I just returned from SANS Toronto 2008 SEC504, and it was great. There were ways it could have been better (most courses are like that), but overall, no complaints - UW's money was well-spent.
One comment I made a couple of times was I thought there should be more "this is what you can expect to see in your [log files | tcpdumps | whatever]", maybe at the cost of some of the slides on things like format strings and buffer overflows. While I realize that those are important for people to know about, I think the course title would be better reflected by a bit more "this is what you'll see" instruction and a bit less technical-but-not-very type instruction. Not a major change, maybe a dozen slides or so.
Being me, I had to point out a few typos and such, although I have to say the slides themselves and the supplementary comment was generally extremely well-edited.
Oh, and it didn't hurt that I won two books during the Capture the Flag competition today - one for being the first to find a flag on one of the Linux boxes, and the other for getting the final flag first. So I have a copy of Malware: Fighting Malicious Code and Counter Hack Reloaded, the latter signed by Ed Skoudis and Bryce Galbraith (my course instructor).

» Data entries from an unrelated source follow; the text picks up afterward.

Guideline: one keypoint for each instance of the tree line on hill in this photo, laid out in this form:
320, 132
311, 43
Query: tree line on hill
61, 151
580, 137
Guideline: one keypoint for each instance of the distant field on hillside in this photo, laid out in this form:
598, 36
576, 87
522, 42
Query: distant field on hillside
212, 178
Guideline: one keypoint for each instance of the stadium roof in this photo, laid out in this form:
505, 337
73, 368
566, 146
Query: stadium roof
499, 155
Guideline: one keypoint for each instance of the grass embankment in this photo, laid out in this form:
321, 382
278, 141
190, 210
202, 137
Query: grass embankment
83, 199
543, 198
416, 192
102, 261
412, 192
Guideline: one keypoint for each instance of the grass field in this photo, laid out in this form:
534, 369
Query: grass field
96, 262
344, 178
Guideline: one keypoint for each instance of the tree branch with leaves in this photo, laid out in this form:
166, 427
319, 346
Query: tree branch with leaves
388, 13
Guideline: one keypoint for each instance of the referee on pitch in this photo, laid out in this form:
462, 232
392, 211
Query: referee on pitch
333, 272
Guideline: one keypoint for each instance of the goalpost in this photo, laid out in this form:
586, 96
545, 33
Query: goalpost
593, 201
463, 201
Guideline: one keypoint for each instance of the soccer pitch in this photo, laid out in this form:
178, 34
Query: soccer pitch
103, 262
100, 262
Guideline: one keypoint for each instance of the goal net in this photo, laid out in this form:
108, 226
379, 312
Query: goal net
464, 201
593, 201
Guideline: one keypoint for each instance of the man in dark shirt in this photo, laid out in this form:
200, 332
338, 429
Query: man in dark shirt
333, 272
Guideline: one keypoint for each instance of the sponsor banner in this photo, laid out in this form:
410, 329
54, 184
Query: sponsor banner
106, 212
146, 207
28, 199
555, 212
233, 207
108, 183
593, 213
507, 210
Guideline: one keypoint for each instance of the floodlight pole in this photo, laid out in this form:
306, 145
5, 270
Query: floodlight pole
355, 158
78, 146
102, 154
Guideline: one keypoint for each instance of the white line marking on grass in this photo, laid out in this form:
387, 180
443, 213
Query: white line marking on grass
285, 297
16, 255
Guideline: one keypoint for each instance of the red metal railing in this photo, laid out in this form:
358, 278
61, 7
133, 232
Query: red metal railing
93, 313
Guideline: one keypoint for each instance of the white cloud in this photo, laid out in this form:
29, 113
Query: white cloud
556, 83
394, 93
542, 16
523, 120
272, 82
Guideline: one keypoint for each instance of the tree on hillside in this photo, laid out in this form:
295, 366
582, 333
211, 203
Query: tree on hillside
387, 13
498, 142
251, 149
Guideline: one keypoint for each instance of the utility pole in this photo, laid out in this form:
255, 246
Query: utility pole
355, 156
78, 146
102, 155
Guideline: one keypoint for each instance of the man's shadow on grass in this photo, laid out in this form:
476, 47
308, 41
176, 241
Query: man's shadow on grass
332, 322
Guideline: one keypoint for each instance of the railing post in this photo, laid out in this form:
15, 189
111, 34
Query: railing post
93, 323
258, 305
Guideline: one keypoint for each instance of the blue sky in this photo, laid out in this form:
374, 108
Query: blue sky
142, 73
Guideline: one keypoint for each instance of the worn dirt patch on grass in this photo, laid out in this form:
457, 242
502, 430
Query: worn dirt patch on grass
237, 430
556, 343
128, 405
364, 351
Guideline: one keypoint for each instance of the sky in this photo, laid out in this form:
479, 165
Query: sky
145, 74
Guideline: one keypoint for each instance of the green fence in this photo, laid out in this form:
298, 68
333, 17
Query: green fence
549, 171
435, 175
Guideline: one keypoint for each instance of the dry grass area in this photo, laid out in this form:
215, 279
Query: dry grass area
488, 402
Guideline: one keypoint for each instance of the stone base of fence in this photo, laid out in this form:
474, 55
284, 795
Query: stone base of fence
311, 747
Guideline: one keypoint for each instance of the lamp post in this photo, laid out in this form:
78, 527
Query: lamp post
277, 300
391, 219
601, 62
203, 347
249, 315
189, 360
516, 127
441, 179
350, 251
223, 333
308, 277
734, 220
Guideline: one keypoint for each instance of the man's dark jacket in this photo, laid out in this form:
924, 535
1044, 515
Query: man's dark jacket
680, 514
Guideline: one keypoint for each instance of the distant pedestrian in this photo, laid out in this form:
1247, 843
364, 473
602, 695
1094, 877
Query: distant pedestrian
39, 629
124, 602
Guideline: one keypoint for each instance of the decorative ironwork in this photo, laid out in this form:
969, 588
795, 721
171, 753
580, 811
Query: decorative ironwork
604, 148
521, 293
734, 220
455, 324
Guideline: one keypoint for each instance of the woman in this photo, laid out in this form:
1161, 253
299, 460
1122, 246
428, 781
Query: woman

Everything people say about SANS courses being like drinking from a fire hose is correct though; there was a lot of material covered in 5 days. (It's a six day course, but the last day is the CTF lab.) While it's true that you don't need (m)any Linux skillz for this one, trust me - it helps, you're not wondering what he's talking about and trying to figure out syntax. The fellow behind me hadn't touched a Unix machine in 8 years, and was having a hard time of it; part of the reason I got the secret stuff first was I didn't have to fumble about just trying to remember how to cat a file or work gcc. Hardly l33t, but it's easy to forget how tricky that can be to somebody who's also trying to take in tons of other new material.
Now I need to take a day to rest my brane, and then organise my notes so I know what to start whining about at work.